Yine dün, sessizce yaklaşan bir polisin “lütfen bu savaşı yukarıdan durdurmak için bir şeyler yapın” sözleri de iç acıtıcıydı.
Herkes Silvan, Varto, Şemdinli… halkını yalnız bırakmazsa ve savaşa hayır derse bu savaş bitebilir.
Güney Kore, Japonya, Filipinler ve daha birçok ülkelerde üyesi olan, militarizme karşı mücadele yürüten bir kadın ağı şöyle diyordu: “Gerçek güvenlik toprağa, havaya ve suya saygı göstermeyi gerektirir”. Biz kadınlar için gerçek güvenlik; toprağa, suya, bedenimize ve kimliğimize saygılı bir barışın tesisidir. İnanıyorum ki kadınlar bu barışı inşa edecek gücün taşıyıcısı olacaklar.
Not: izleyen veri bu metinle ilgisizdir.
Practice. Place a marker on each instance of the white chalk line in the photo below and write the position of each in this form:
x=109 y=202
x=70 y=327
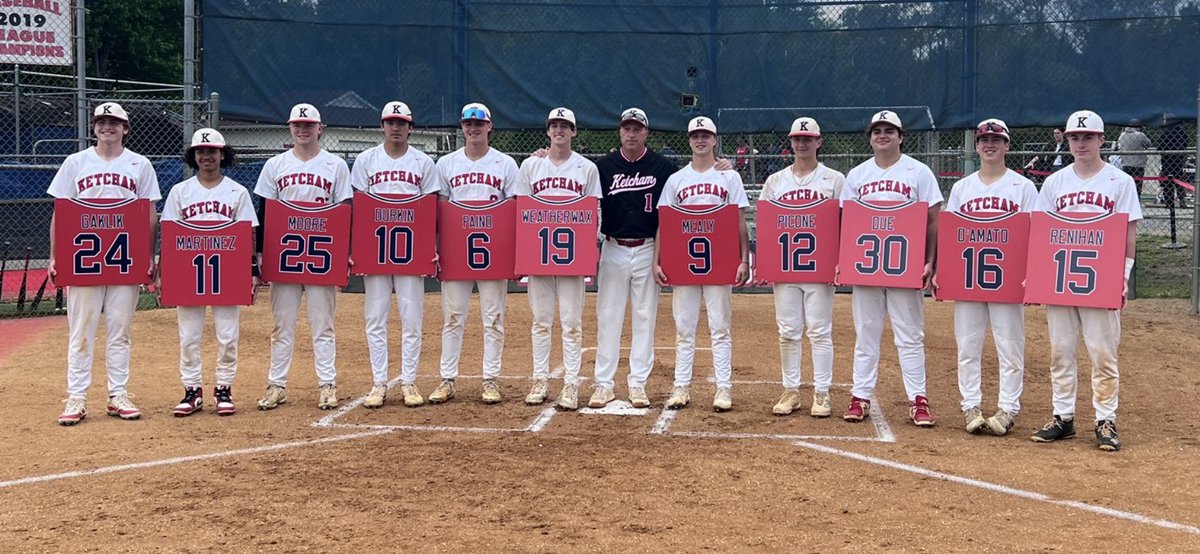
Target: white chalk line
x=1002 y=489
x=157 y=463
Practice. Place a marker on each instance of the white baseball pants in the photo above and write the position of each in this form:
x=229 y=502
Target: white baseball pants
x=84 y=306
x=322 y=307
x=906 y=308
x=411 y=300
x=625 y=274
x=805 y=308
x=1008 y=333
x=719 y=306
x=455 y=306
x=1102 y=335
x=543 y=291
x=226 y=323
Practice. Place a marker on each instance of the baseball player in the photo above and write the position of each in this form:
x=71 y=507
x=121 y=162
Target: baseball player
x=993 y=188
x=564 y=174
x=208 y=197
x=395 y=167
x=105 y=170
x=475 y=172
x=891 y=175
x=702 y=184
x=804 y=308
x=1090 y=185
x=305 y=173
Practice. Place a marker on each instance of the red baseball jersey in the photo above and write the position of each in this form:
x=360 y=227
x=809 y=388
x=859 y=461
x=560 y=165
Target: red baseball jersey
x=564 y=230
x=981 y=258
x=101 y=241
x=797 y=241
x=882 y=244
x=306 y=242
x=1077 y=259
x=700 y=245
x=207 y=263
x=477 y=240
x=394 y=234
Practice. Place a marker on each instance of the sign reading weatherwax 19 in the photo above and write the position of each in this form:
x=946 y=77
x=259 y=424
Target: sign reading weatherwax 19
x=36 y=32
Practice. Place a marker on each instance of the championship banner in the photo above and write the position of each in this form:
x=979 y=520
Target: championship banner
x=306 y=244
x=700 y=245
x=102 y=241
x=394 y=234
x=477 y=240
x=1077 y=259
x=882 y=244
x=797 y=242
x=564 y=230
x=207 y=264
x=982 y=258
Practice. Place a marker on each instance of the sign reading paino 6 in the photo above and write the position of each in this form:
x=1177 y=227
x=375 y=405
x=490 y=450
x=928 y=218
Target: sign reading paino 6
x=36 y=31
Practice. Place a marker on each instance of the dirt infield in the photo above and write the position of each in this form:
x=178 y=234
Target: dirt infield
x=513 y=477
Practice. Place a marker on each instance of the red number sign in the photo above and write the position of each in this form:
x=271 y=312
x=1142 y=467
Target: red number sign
x=558 y=236
x=207 y=264
x=306 y=244
x=394 y=235
x=101 y=241
x=1077 y=259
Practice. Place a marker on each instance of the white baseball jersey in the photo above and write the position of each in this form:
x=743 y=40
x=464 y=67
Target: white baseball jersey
x=577 y=176
x=493 y=176
x=228 y=200
x=688 y=187
x=822 y=182
x=413 y=173
x=87 y=175
x=324 y=179
x=905 y=180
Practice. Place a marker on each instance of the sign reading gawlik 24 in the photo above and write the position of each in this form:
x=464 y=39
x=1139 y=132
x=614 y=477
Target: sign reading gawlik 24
x=36 y=32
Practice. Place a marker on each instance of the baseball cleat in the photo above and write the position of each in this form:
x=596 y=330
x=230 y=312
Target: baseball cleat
x=787 y=403
x=538 y=392
x=858 y=410
x=119 y=405
x=491 y=393
x=821 y=404
x=75 y=411
x=443 y=392
x=192 y=402
x=327 y=396
x=223 y=395
x=1056 y=429
x=1107 y=435
x=412 y=395
x=273 y=398
x=376 y=398
x=972 y=420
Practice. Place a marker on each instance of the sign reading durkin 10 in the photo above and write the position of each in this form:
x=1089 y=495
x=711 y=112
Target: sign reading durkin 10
x=36 y=32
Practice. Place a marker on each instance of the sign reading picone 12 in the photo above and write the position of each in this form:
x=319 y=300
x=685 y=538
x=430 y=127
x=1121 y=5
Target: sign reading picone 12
x=36 y=32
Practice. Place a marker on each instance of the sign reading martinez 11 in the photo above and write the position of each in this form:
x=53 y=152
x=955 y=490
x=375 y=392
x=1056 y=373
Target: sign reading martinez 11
x=36 y=31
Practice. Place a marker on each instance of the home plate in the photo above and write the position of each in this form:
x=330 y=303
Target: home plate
x=616 y=408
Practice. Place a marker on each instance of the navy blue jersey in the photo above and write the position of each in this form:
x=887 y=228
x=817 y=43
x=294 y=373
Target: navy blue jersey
x=630 y=193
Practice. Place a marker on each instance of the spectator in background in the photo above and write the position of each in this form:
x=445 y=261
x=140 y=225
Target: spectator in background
x=1133 y=139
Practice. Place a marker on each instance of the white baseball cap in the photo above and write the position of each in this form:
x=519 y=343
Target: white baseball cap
x=477 y=110
x=635 y=114
x=805 y=127
x=886 y=116
x=1084 y=121
x=396 y=110
x=561 y=114
x=304 y=114
x=993 y=127
x=109 y=109
x=701 y=124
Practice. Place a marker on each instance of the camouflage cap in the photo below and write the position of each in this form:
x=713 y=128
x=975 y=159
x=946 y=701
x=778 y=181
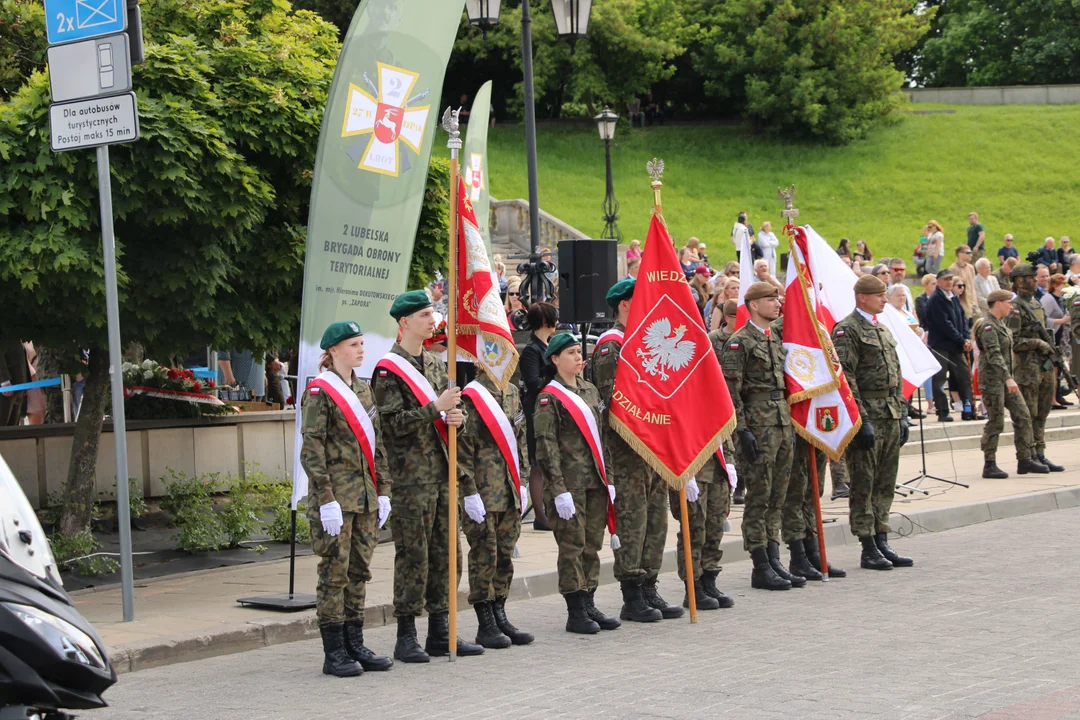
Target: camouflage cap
x=621 y=290
x=338 y=331
x=1022 y=271
x=758 y=290
x=559 y=342
x=406 y=303
x=869 y=285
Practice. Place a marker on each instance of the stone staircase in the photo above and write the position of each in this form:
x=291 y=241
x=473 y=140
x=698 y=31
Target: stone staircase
x=966 y=435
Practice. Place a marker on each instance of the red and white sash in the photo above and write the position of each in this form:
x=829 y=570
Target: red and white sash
x=360 y=422
x=586 y=424
x=421 y=389
x=498 y=424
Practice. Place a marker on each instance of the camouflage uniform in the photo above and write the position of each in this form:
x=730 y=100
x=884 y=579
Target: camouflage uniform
x=483 y=470
x=337 y=471
x=995 y=367
x=868 y=355
x=1031 y=354
x=754 y=367
x=642 y=512
x=568 y=466
x=705 y=518
x=418 y=461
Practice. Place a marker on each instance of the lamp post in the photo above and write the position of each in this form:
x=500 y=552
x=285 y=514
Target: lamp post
x=571 y=24
x=606 y=122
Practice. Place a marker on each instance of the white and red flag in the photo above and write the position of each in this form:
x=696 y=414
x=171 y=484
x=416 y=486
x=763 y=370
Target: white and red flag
x=836 y=293
x=483 y=330
x=671 y=403
x=823 y=409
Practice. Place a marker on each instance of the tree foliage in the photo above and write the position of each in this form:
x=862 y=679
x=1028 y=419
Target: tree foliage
x=1001 y=42
x=806 y=68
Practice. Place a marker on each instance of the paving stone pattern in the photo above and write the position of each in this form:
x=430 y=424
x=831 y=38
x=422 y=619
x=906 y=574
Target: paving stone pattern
x=984 y=626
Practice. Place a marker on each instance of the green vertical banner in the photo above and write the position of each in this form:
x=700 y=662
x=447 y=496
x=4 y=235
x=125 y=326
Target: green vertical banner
x=370 y=171
x=474 y=162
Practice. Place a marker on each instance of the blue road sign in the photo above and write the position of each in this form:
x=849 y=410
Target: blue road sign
x=79 y=19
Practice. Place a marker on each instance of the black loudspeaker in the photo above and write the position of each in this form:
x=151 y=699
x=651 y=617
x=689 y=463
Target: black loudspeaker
x=586 y=270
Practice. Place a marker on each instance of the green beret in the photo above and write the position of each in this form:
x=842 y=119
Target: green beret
x=1022 y=271
x=338 y=331
x=559 y=342
x=621 y=290
x=406 y=303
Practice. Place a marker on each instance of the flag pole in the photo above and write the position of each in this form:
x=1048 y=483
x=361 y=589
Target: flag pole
x=656 y=170
x=450 y=125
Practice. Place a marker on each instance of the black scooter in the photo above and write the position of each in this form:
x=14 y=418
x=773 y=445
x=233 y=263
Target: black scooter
x=51 y=659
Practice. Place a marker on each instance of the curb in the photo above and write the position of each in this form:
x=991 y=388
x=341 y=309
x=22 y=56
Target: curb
x=241 y=637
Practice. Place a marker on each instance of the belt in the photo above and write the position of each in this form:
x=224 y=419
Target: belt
x=878 y=394
x=760 y=397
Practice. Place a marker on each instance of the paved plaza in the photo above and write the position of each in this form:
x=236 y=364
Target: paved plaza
x=984 y=626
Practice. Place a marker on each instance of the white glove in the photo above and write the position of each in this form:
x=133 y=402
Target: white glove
x=692 y=491
x=383 y=510
x=474 y=507
x=565 y=506
x=331 y=515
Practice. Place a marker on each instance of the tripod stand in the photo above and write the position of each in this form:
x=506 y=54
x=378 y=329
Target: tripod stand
x=922 y=449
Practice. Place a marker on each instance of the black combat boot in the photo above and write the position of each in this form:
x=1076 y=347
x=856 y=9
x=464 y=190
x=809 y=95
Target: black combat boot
x=739 y=497
x=881 y=540
x=597 y=616
x=810 y=544
x=336 y=661
x=437 y=642
x=408 y=649
x=764 y=576
x=772 y=552
x=577 y=617
x=1052 y=466
x=1030 y=465
x=653 y=600
x=872 y=556
x=707 y=584
x=517 y=637
x=702 y=599
x=488 y=634
x=354 y=646
x=800 y=564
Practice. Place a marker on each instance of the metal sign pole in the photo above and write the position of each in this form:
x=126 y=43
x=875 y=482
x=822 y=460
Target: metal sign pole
x=116 y=375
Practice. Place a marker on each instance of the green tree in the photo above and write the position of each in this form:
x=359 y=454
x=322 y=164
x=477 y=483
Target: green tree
x=1002 y=42
x=211 y=203
x=806 y=68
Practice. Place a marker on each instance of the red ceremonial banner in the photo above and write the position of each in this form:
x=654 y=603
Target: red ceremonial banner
x=671 y=403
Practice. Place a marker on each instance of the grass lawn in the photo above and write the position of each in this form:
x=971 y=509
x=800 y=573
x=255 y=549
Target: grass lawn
x=1018 y=166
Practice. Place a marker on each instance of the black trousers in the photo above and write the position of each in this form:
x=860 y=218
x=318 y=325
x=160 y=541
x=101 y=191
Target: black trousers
x=955 y=366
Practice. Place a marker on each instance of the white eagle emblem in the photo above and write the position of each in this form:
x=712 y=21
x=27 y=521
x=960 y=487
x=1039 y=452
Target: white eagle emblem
x=665 y=352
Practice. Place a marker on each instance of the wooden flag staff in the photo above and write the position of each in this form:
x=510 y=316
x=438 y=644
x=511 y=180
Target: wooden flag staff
x=656 y=170
x=450 y=125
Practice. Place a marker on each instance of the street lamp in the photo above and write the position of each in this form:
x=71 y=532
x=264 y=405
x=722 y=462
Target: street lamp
x=571 y=23
x=606 y=122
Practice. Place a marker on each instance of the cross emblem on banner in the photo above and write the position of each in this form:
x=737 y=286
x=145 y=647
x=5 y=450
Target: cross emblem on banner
x=386 y=116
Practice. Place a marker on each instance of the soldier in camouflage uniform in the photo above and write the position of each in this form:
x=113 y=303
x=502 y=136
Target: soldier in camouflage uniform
x=1000 y=390
x=493 y=504
x=707 y=507
x=867 y=351
x=1033 y=369
x=345 y=506
x=418 y=461
x=642 y=513
x=574 y=490
x=753 y=362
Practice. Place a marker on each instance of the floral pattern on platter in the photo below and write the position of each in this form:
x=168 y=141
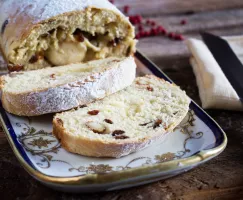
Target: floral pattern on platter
x=44 y=145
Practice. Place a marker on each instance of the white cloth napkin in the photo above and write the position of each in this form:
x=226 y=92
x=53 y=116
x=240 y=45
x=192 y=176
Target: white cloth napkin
x=214 y=88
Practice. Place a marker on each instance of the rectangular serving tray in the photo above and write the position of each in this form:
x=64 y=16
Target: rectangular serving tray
x=196 y=140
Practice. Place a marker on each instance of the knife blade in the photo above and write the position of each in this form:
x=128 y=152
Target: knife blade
x=227 y=60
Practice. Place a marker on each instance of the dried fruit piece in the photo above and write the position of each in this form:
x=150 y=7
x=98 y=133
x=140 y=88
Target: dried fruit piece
x=126 y=9
x=59 y=121
x=183 y=22
x=12 y=75
x=83 y=106
x=157 y=123
x=145 y=124
x=36 y=57
x=118 y=132
x=96 y=127
x=108 y=121
x=115 y=42
x=78 y=35
x=150 y=89
x=15 y=67
x=4 y=26
x=94 y=112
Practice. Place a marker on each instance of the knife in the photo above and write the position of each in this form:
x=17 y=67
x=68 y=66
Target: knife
x=227 y=60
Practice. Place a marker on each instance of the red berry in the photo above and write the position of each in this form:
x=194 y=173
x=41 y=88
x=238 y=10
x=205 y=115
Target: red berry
x=163 y=31
x=126 y=9
x=142 y=33
x=140 y=28
x=154 y=31
x=183 y=22
x=146 y=33
x=138 y=36
x=179 y=37
x=171 y=35
x=139 y=18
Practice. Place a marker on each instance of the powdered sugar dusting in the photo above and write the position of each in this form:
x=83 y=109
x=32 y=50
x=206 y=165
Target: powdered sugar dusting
x=22 y=15
x=73 y=94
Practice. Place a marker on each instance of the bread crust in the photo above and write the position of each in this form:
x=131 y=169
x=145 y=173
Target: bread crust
x=116 y=149
x=98 y=148
x=71 y=95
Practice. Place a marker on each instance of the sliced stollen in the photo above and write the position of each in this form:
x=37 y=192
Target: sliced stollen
x=44 y=33
x=49 y=90
x=124 y=122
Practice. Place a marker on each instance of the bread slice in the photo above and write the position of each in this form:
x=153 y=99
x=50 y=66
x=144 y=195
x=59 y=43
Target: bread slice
x=125 y=122
x=62 y=88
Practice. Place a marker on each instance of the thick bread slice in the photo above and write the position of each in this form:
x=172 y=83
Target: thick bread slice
x=62 y=88
x=125 y=122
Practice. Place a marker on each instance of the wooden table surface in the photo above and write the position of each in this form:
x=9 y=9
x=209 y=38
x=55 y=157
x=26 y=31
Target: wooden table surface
x=220 y=178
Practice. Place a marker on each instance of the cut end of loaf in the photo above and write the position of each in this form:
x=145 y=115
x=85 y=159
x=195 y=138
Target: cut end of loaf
x=124 y=122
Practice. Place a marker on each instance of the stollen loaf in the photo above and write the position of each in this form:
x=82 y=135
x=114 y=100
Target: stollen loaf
x=49 y=90
x=124 y=122
x=44 y=33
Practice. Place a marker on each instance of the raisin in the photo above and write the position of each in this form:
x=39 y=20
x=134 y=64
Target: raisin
x=78 y=35
x=93 y=112
x=33 y=59
x=59 y=121
x=15 y=67
x=145 y=124
x=4 y=26
x=108 y=121
x=150 y=89
x=83 y=106
x=157 y=123
x=121 y=137
x=117 y=132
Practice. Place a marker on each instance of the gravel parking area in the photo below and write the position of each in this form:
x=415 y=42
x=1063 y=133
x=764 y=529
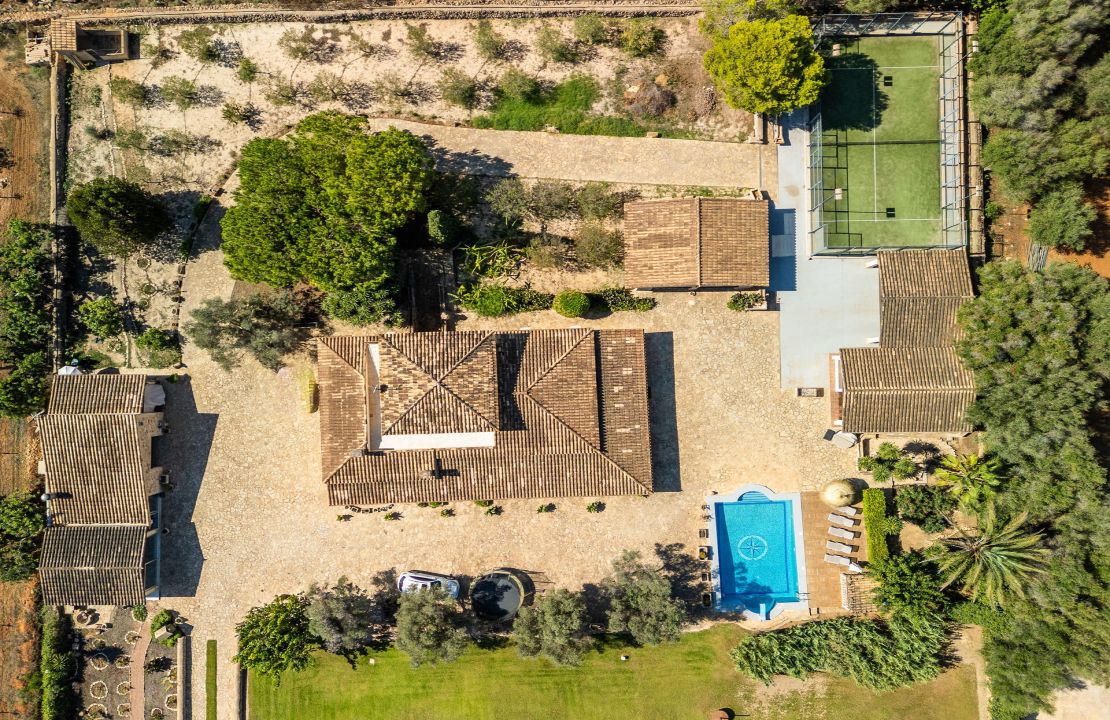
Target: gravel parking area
x=249 y=517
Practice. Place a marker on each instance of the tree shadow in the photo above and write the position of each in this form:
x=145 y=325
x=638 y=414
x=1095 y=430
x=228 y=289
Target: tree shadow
x=859 y=99
x=659 y=348
x=472 y=162
x=187 y=447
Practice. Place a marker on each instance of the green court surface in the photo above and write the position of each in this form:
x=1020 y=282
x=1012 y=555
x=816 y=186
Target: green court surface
x=880 y=144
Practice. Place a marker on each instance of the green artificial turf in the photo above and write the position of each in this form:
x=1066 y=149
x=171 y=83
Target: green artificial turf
x=677 y=681
x=883 y=143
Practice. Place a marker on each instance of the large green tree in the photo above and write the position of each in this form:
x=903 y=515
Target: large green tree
x=430 y=627
x=642 y=602
x=767 y=66
x=275 y=638
x=554 y=627
x=115 y=215
x=995 y=561
x=324 y=205
x=265 y=326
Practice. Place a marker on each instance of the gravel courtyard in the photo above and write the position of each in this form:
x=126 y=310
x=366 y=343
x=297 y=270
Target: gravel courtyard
x=249 y=517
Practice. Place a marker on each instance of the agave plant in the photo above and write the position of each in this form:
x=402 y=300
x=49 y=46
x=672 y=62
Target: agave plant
x=971 y=479
x=994 y=563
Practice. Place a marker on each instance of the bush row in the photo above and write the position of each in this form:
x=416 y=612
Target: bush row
x=875 y=525
x=24 y=317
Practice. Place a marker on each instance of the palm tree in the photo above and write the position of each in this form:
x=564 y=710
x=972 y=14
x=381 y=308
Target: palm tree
x=994 y=563
x=970 y=478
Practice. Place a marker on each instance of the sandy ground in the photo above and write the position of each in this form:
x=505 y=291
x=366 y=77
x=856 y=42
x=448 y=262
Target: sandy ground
x=249 y=517
x=22 y=128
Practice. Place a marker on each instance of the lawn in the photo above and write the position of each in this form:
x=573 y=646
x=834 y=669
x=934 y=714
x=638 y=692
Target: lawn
x=670 y=682
x=881 y=133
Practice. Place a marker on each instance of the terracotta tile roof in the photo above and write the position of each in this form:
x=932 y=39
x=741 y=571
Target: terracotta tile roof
x=895 y=389
x=96 y=468
x=697 y=242
x=568 y=411
x=920 y=292
x=914 y=382
x=92 y=565
x=115 y=394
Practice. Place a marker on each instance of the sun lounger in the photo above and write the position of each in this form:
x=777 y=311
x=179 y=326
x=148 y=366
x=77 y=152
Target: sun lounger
x=841 y=520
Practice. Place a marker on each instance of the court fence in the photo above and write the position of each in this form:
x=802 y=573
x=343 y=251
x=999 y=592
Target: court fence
x=826 y=209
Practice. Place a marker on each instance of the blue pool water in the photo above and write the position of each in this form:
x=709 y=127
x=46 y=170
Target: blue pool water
x=756 y=553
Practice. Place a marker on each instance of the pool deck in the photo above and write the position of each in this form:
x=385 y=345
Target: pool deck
x=824 y=578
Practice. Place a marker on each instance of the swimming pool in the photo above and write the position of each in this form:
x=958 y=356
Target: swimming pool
x=757 y=554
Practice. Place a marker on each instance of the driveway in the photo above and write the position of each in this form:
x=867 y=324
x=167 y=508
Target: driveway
x=641 y=161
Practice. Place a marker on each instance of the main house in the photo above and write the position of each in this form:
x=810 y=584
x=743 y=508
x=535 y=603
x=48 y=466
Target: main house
x=100 y=444
x=412 y=417
x=914 y=381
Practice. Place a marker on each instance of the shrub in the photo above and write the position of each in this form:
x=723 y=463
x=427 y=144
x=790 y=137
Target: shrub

Tüm kamuoyunu her yerde acilen barış talebini yükseltmeye çağırırken siz sevgili basın mensuplarına, Barış İçin Kadın Girişimi’nin hazırladığı, üzerinde farklı dillerde “barış” yazan mor kurdelaları yakanızda barışı taşımanız dileğiyle sunmak isterim.”